Al mismo tiempo, el texto prevé mayores exigencias para los conductores, quienes deberán  reunir condiciones específicas vinculadas al respeto de la normativa vial y la seguridad de los pasajeros.

Otro punto novedoso será la incorporación de plataformas digitales como herramienta para la prestación de servicios, lo que permitiría integrar aplicaciones tecnológicas al esquema de movilidad urbana.

Finalmente, el Gobierno plantea una reducción de la carga impositiva del sector, con el objetivo de estimular inversiones y facilitar la renovación de las flotas.

“Queremos que todos puedan trabajar con las plataformas que quieran.

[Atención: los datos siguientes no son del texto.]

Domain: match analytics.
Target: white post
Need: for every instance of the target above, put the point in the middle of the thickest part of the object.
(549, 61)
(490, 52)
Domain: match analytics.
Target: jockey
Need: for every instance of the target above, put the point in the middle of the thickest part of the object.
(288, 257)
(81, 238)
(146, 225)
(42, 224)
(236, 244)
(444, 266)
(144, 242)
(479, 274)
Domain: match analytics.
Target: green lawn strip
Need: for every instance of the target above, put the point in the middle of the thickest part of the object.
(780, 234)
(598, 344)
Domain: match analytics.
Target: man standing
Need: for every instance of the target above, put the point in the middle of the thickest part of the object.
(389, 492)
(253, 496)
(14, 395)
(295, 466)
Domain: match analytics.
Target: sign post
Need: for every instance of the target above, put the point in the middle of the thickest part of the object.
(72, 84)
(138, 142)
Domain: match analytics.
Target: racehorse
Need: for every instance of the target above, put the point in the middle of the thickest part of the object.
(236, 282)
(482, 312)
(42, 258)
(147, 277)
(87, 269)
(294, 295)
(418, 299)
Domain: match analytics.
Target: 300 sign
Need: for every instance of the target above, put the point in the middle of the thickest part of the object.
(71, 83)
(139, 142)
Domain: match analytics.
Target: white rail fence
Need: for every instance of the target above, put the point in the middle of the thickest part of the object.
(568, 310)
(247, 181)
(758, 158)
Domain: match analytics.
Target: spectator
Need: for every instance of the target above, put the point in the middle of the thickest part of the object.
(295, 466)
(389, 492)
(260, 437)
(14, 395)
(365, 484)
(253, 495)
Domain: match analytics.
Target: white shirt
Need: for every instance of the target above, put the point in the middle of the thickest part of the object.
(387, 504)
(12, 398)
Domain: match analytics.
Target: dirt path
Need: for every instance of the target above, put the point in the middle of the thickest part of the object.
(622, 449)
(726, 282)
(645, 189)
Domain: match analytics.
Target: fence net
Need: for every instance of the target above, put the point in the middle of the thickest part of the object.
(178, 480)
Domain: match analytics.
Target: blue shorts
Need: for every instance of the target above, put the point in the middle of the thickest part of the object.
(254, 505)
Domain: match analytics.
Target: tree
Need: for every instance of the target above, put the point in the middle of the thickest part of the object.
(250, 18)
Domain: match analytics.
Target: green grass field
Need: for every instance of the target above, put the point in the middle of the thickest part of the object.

La intención es quitar la mayor tasa de impuestos posible y asegurar el mejor servicio para los usuarios”, agregó el funcionario.

Un debate que trasciende un episodio puntual

Más allá de la investigación sobre la empresa señalada, el episodio puso de manifiesto un malestar persistente dentro del sistema de transporte público: la necesidad de equilibrar sostenibilidad económica, calidad del servicio y cumplimiento de estándares mínimos para los pasajeros.

 Bajo estas circunstancias, el aire acondicionado se transformó en un símbolo de una discusión mayor: la modernización efectiva del transporte urbano y la capacidad del Estado para garantizar que las mejoras prometidas se traduzcan en condiciones reales de viaje.

La investigación sobre la presunta prohibición del aire acondicionado en una empresa de colectivos terminó abriendo una ventana hacia un problema más profundo del transporte sanjuanino. La falta de equipamiento plenamente operativo, las dificultades de mantenimiento y desequilibrios surgidos entre costos empresariales y calidad del servicio configuran un escenario que exige definiciones estructurales.

La futura ley de transporte aparece, en ese marco, como una oportunidad para redefinir las reglas del sistema y elevar los estándares de prestación. Sin embargo, el verdadero desafío no radicará únicamente en la redacción de una nueva normativa, sino en su capacidad de traducirse en un servicio más eficiente, moderno y, sobre todo, digno para quienes dependen del transporte público cada día.